21

I'm trying to create a set of Unit Tests to test the Google Client Library for Bigquery. I'm struggling to make a Unittest file which will mock the client and will let me test my inputs. I've provided a simple script with some set functionality to return a list of Tables that belong to the DataSet.

Would somebody show me a sample example of mocking the Google Client Library as the documentation I have found @ https://github.com/googleapis/google-cloud-python/blob/master/bigquery/tests/unit/test_client.py is not directly interacting with the methods of the code, so I am unable to apply it to my code.

Appreciate any ideas or ways to achieve this, I can't seem to find anywhere on Stack Overflow documenting this problem.

Thanks

from google.cloud import bigquery


def get_dataset():
    client = bigquery.Client.from_service_account_json('some_client_secret.json')

    dataset_id = 'some_project.some_dataset'

    dataset = client.get_dataset(dataset_id)

    full_dataset_id = "{}.{}".format(dataset.project, dataset.dataset_id)
    friendly_name = dataset.friendly_name
    print(
        "Got dataset '{}' with friendly_name '{}'.".format(
            full_dataset_id, friendly_name
        )
    )

    # View dataset properties
    print("Description: {}".format(dataset.description))
    print("Labels:")
    labels = dataset.labels
    if labels:
        for label, value in labels.items():
            print("\t{}: {}".format(label, value))
    else:
        print("\tDataset has no labels defined.")

    # View tables in dataset
    print("Tables:")
    tables = list(client.list_tables(dataset))  # API request(s)
    if tables:
        for table in tables:
            print("\t{}".format(table.table_id))
    else:
        print("\tThis dataset does not contain any tables.")
Py.Jordan
  • 415
  • 1
  • 4
  • 16

2 Answers2

36

It took a fair amount of Googling, and trial and error, to figure out how to do this, and I just got it working, so I thought it was worth sharing.

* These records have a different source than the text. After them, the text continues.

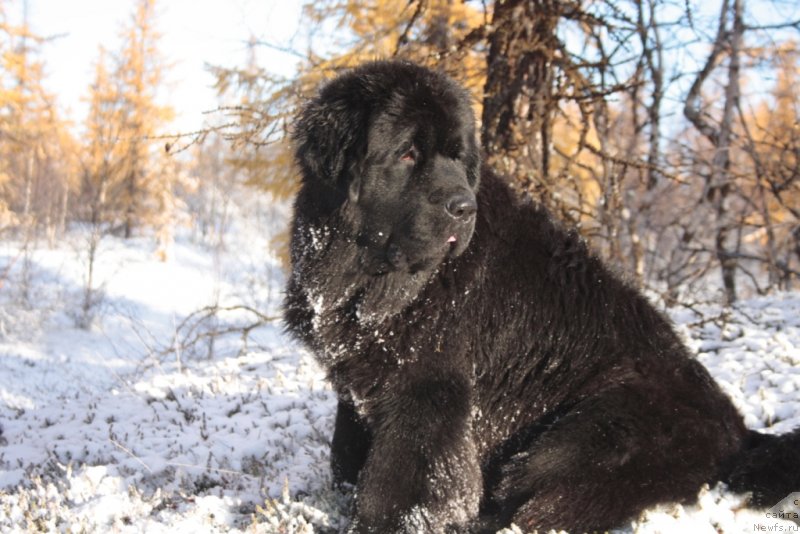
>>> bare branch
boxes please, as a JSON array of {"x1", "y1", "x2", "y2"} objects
[{"x1": 683, "y1": 0, "x2": 730, "y2": 146}]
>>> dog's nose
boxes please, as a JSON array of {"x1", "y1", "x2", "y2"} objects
[{"x1": 445, "y1": 192, "x2": 477, "y2": 220}]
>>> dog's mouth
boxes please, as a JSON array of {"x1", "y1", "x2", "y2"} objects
[
  {"x1": 364, "y1": 232, "x2": 468, "y2": 276},
  {"x1": 367, "y1": 247, "x2": 436, "y2": 276}
]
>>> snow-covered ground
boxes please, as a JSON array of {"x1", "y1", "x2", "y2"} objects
[{"x1": 0, "y1": 206, "x2": 798, "y2": 533}]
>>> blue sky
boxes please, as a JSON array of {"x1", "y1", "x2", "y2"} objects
[{"x1": 9, "y1": 0, "x2": 304, "y2": 133}]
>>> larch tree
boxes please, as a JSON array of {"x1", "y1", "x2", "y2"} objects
[
  {"x1": 114, "y1": 0, "x2": 174, "y2": 240},
  {"x1": 738, "y1": 42, "x2": 800, "y2": 290},
  {"x1": 0, "y1": 3, "x2": 74, "y2": 239},
  {"x1": 481, "y1": 0, "x2": 560, "y2": 197},
  {"x1": 81, "y1": 47, "x2": 126, "y2": 230},
  {"x1": 0, "y1": 1, "x2": 19, "y2": 229}
]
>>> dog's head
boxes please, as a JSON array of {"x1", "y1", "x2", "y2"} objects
[{"x1": 293, "y1": 61, "x2": 480, "y2": 280}]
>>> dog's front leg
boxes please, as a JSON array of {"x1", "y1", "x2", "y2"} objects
[{"x1": 348, "y1": 375, "x2": 481, "y2": 534}]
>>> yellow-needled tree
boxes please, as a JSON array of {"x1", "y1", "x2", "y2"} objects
[
  {"x1": 114, "y1": 0, "x2": 174, "y2": 240},
  {"x1": 0, "y1": 4, "x2": 75, "y2": 239},
  {"x1": 80, "y1": 47, "x2": 127, "y2": 230},
  {"x1": 0, "y1": 3, "x2": 21, "y2": 230},
  {"x1": 739, "y1": 41, "x2": 800, "y2": 289}
]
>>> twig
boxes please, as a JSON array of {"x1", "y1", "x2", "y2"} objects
[
  {"x1": 161, "y1": 304, "x2": 280, "y2": 360},
  {"x1": 109, "y1": 438, "x2": 153, "y2": 474},
  {"x1": 394, "y1": 0, "x2": 427, "y2": 56},
  {"x1": 111, "y1": 437, "x2": 258, "y2": 480}
]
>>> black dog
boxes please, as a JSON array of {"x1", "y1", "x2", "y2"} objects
[{"x1": 284, "y1": 60, "x2": 800, "y2": 533}]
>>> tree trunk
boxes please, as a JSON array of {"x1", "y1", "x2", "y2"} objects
[
  {"x1": 636, "y1": 0, "x2": 664, "y2": 190},
  {"x1": 481, "y1": 0, "x2": 560, "y2": 199},
  {"x1": 22, "y1": 151, "x2": 34, "y2": 222},
  {"x1": 712, "y1": 0, "x2": 743, "y2": 305},
  {"x1": 124, "y1": 141, "x2": 139, "y2": 239},
  {"x1": 683, "y1": 0, "x2": 744, "y2": 305}
]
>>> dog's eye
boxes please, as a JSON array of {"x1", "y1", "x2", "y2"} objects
[{"x1": 400, "y1": 147, "x2": 417, "y2": 163}]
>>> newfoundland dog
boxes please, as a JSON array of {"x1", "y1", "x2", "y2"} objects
[{"x1": 283, "y1": 61, "x2": 800, "y2": 533}]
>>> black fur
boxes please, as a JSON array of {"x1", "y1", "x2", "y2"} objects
[{"x1": 284, "y1": 60, "x2": 800, "y2": 533}]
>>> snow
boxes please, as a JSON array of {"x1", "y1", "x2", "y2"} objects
[{"x1": 1, "y1": 206, "x2": 799, "y2": 532}]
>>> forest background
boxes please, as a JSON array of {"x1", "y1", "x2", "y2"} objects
[{"x1": 2, "y1": 0, "x2": 800, "y2": 308}]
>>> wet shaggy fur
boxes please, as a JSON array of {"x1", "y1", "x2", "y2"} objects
[{"x1": 283, "y1": 61, "x2": 800, "y2": 533}]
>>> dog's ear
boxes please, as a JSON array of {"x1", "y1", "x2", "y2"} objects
[{"x1": 293, "y1": 91, "x2": 366, "y2": 188}]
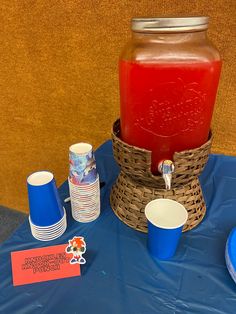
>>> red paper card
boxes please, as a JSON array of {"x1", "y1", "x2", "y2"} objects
[{"x1": 11, "y1": 244, "x2": 81, "y2": 286}]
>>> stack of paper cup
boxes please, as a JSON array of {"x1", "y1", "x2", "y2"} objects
[
  {"x1": 68, "y1": 143, "x2": 100, "y2": 223},
  {"x1": 27, "y1": 171, "x2": 67, "y2": 241}
]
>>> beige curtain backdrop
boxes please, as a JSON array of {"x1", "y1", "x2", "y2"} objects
[{"x1": 0, "y1": 0, "x2": 235, "y2": 213}]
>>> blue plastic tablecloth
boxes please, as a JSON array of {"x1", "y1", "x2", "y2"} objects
[{"x1": 0, "y1": 141, "x2": 236, "y2": 314}]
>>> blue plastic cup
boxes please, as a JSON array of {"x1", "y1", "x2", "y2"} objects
[
  {"x1": 27, "y1": 171, "x2": 64, "y2": 227},
  {"x1": 145, "y1": 199, "x2": 188, "y2": 260}
]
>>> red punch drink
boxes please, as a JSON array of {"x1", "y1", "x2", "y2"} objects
[
  {"x1": 120, "y1": 60, "x2": 221, "y2": 172},
  {"x1": 119, "y1": 17, "x2": 222, "y2": 173}
]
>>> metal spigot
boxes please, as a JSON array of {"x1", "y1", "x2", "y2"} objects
[{"x1": 158, "y1": 160, "x2": 175, "y2": 190}]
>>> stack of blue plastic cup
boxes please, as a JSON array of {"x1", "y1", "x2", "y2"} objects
[{"x1": 27, "y1": 171, "x2": 67, "y2": 241}]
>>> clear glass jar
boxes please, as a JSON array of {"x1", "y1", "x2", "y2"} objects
[{"x1": 119, "y1": 17, "x2": 222, "y2": 173}]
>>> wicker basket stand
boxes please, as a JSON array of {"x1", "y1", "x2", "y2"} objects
[{"x1": 110, "y1": 119, "x2": 213, "y2": 233}]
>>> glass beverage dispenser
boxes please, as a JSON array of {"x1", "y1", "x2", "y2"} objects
[{"x1": 119, "y1": 17, "x2": 222, "y2": 176}]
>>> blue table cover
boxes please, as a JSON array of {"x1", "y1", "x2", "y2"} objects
[{"x1": 0, "y1": 141, "x2": 236, "y2": 314}]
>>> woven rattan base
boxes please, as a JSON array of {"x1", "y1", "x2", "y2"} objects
[
  {"x1": 110, "y1": 119, "x2": 212, "y2": 233},
  {"x1": 110, "y1": 171, "x2": 206, "y2": 233}
]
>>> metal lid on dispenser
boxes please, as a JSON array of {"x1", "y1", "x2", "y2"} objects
[{"x1": 132, "y1": 17, "x2": 209, "y2": 33}]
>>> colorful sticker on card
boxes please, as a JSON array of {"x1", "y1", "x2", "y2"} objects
[{"x1": 65, "y1": 236, "x2": 86, "y2": 264}]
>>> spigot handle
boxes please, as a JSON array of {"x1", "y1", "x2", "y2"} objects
[{"x1": 158, "y1": 160, "x2": 175, "y2": 190}]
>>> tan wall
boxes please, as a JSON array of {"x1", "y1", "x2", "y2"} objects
[{"x1": 0, "y1": 0, "x2": 235, "y2": 213}]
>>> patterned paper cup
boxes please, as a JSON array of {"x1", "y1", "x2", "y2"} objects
[
  {"x1": 69, "y1": 176, "x2": 100, "y2": 223},
  {"x1": 69, "y1": 143, "x2": 98, "y2": 185}
]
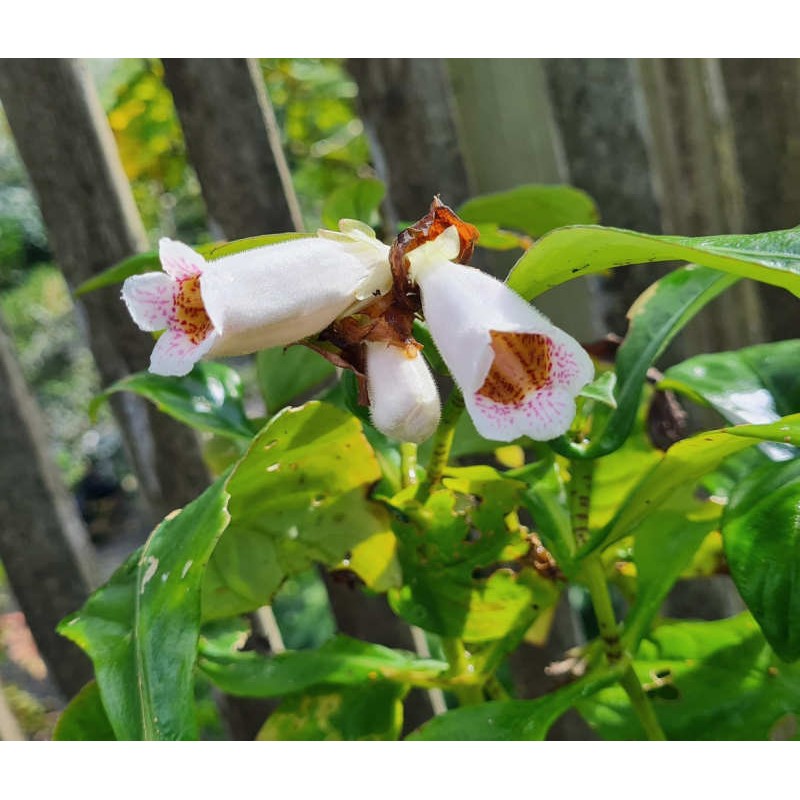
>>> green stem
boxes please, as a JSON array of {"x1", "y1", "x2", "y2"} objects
[
  {"x1": 421, "y1": 389, "x2": 465, "y2": 496},
  {"x1": 484, "y1": 675, "x2": 511, "y2": 702},
  {"x1": 582, "y1": 556, "x2": 623, "y2": 662},
  {"x1": 441, "y1": 637, "x2": 483, "y2": 706},
  {"x1": 568, "y1": 457, "x2": 594, "y2": 551},
  {"x1": 620, "y1": 666, "x2": 667, "y2": 741},
  {"x1": 400, "y1": 442, "x2": 418, "y2": 488},
  {"x1": 569, "y1": 457, "x2": 666, "y2": 740}
]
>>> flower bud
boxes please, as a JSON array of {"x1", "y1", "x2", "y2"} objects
[{"x1": 365, "y1": 342, "x2": 441, "y2": 443}]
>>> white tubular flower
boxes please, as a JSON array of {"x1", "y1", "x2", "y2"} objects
[
  {"x1": 365, "y1": 342, "x2": 441, "y2": 443},
  {"x1": 121, "y1": 221, "x2": 391, "y2": 377},
  {"x1": 408, "y1": 226, "x2": 594, "y2": 443}
]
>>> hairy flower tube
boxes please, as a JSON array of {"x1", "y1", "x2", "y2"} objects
[
  {"x1": 406, "y1": 224, "x2": 594, "y2": 442},
  {"x1": 121, "y1": 221, "x2": 392, "y2": 376},
  {"x1": 365, "y1": 342, "x2": 441, "y2": 443}
]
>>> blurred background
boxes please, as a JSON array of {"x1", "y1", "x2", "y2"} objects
[{"x1": 0, "y1": 58, "x2": 798, "y2": 739}]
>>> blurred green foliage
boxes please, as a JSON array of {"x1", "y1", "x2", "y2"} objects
[
  {"x1": 261, "y1": 59, "x2": 374, "y2": 229},
  {"x1": 0, "y1": 265, "x2": 116, "y2": 486}
]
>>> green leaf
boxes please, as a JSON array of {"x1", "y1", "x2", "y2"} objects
[
  {"x1": 202, "y1": 402, "x2": 390, "y2": 620},
  {"x1": 723, "y1": 458, "x2": 800, "y2": 662},
  {"x1": 579, "y1": 615, "x2": 800, "y2": 740},
  {"x1": 578, "y1": 370, "x2": 618, "y2": 409},
  {"x1": 53, "y1": 681, "x2": 116, "y2": 741},
  {"x1": 660, "y1": 340, "x2": 800, "y2": 461},
  {"x1": 409, "y1": 667, "x2": 618, "y2": 740},
  {"x1": 588, "y1": 392, "x2": 662, "y2": 534},
  {"x1": 74, "y1": 252, "x2": 161, "y2": 296},
  {"x1": 321, "y1": 177, "x2": 385, "y2": 230},
  {"x1": 507, "y1": 225, "x2": 800, "y2": 301},
  {"x1": 389, "y1": 466, "x2": 560, "y2": 641},
  {"x1": 90, "y1": 362, "x2": 257, "y2": 441},
  {"x1": 623, "y1": 485, "x2": 723, "y2": 649},
  {"x1": 553, "y1": 265, "x2": 737, "y2": 459},
  {"x1": 257, "y1": 681, "x2": 404, "y2": 741},
  {"x1": 59, "y1": 474, "x2": 231, "y2": 740},
  {"x1": 520, "y1": 462, "x2": 574, "y2": 574},
  {"x1": 469, "y1": 223, "x2": 531, "y2": 251},
  {"x1": 256, "y1": 344, "x2": 336, "y2": 414},
  {"x1": 199, "y1": 634, "x2": 447, "y2": 697},
  {"x1": 597, "y1": 414, "x2": 800, "y2": 551},
  {"x1": 74, "y1": 232, "x2": 312, "y2": 295},
  {"x1": 458, "y1": 184, "x2": 599, "y2": 240}
]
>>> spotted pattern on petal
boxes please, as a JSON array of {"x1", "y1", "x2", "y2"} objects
[
  {"x1": 472, "y1": 386, "x2": 573, "y2": 441},
  {"x1": 173, "y1": 275, "x2": 213, "y2": 345},
  {"x1": 477, "y1": 331, "x2": 553, "y2": 404}
]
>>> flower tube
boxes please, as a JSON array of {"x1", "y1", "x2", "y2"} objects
[
  {"x1": 406, "y1": 225, "x2": 594, "y2": 443},
  {"x1": 365, "y1": 342, "x2": 441, "y2": 443},
  {"x1": 121, "y1": 221, "x2": 392, "y2": 376}
]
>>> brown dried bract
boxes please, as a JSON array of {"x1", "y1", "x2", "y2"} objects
[
  {"x1": 306, "y1": 293, "x2": 421, "y2": 406},
  {"x1": 389, "y1": 196, "x2": 479, "y2": 311}
]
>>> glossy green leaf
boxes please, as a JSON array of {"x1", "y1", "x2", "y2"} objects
[
  {"x1": 660, "y1": 340, "x2": 800, "y2": 463},
  {"x1": 90, "y1": 362, "x2": 257, "y2": 441},
  {"x1": 202, "y1": 402, "x2": 390, "y2": 620},
  {"x1": 723, "y1": 458, "x2": 800, "y2": 662},
  {"x1": 389, "y1": 466, "x2": 560, "y2": 641},
  {"x1": 507, "y1": 225, "x2": 800, "y2": 300},
  {"x1": 458, "y1": 184, "x2": 599, "y2": 240},
  {"x1": 59, "y1": 474, "x2": 231, "y2": 740},
  {"x1": 579, "y1": 615, "x2": 800, "y2": 740},
  {"x1": 321, "y1": 177, "x2": 385, "y2": 230},
  {"x1": 256, "y1": 344, "x2": 336, "y2": 414},
  {"x1": 409, "y1": 667, "x2": 618, "y2": 740},
  {"x1": 199, "y1": 634, "x2": 447, "y2": 697},
  {"x1": 597, "y1": 414, "x2": 800, "y2": 552},
  {"x1": 623, "y1": 485, "x2": 723, "y2": 649},
  {"x1": 553, "y1": 266, "x2": 737, "y2": 459},
  {"x1": 53, "y1": 681, "x2": 116, "y2": 741},
  {"x1": 257, "y1": 681, "x2": 404, "y2": 741},
  {"x1": 74, "y1": 232, "x2": 311, "y2": 295}
]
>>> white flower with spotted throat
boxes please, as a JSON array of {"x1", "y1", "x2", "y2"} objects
[
  {"x1": 407, "y1": 224, "x2": 594, "y2": 442},
  {"x1": 121, "y1": 221, "x2": 392, "y2": 377}
]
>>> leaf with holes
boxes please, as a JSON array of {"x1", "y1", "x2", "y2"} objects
[
  {"x1": 202, "y1": 402, "x2": 390, "y2": 620},
  {"x1": 388, "y1": 466, "x2": 560, "y2": 641}
]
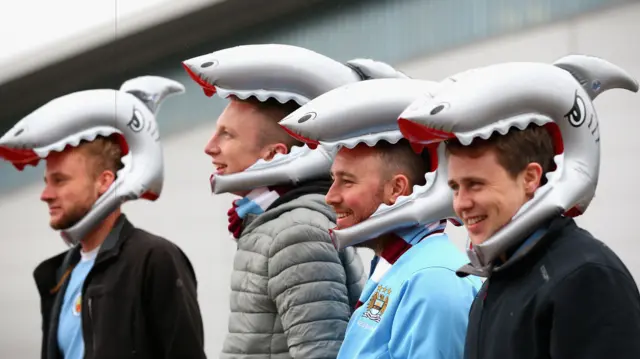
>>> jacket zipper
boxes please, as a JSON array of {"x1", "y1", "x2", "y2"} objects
[
  {"x1": 89, "y1": 297, "x2": 96, "y2": 350},
  {"x1": 476, "y1": 281, "x2": 489, "y2": 359}
]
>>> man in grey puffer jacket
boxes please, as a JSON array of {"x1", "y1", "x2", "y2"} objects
[{"x1": 207, "y1": 95, "x2": 366, "y2": 359}]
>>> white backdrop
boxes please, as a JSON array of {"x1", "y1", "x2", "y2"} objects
[{"x1": 1, "y1": 2, "x2": 639, "y2": 357}]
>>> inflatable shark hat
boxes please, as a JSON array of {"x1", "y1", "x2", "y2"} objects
[
  {"x1": 397, "y1": 54, "x2": 638, "y2": 276},
  {"x1": 181, "y1": 43, "x2": 409, "y2": 194},
  {"x1": 0, "y1": 76, "x2": 185, "y2": 246},
  {"x1": 278, "y1": 78, "x2": 463, "y2": 250}
]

unittest provides patch which allows you to mock a function at the point of use, ie. replace a Google API call in your code under test, and mock, which allows you to further customise the result of accessing attributes and calling functions on that mock.

The unittest docs explaining patching here: https://docs.python.org/3/library/unittest.mock.html#where-to-patch

This does explain how it works, but the best explanation I found in order to understand how to do this properly is: http://alexmarandon.com/articles/python_mock_gotchas/

Here is a Python script to be tested, mocking_google.py, containing references to Google Storage and BigQuery APIs:

from google.cloud.bigquery import Client as bigqueryClient
from google.cloud.storage import Client as storageClient

def list_blobs():

    storage_client = storageClient(project='test')

    blobs = storage_client.list_blobs('bucket', prefix='prefix')

    return blobs

def extract_table():

    bigquery_client = bigqueryClient(project='test')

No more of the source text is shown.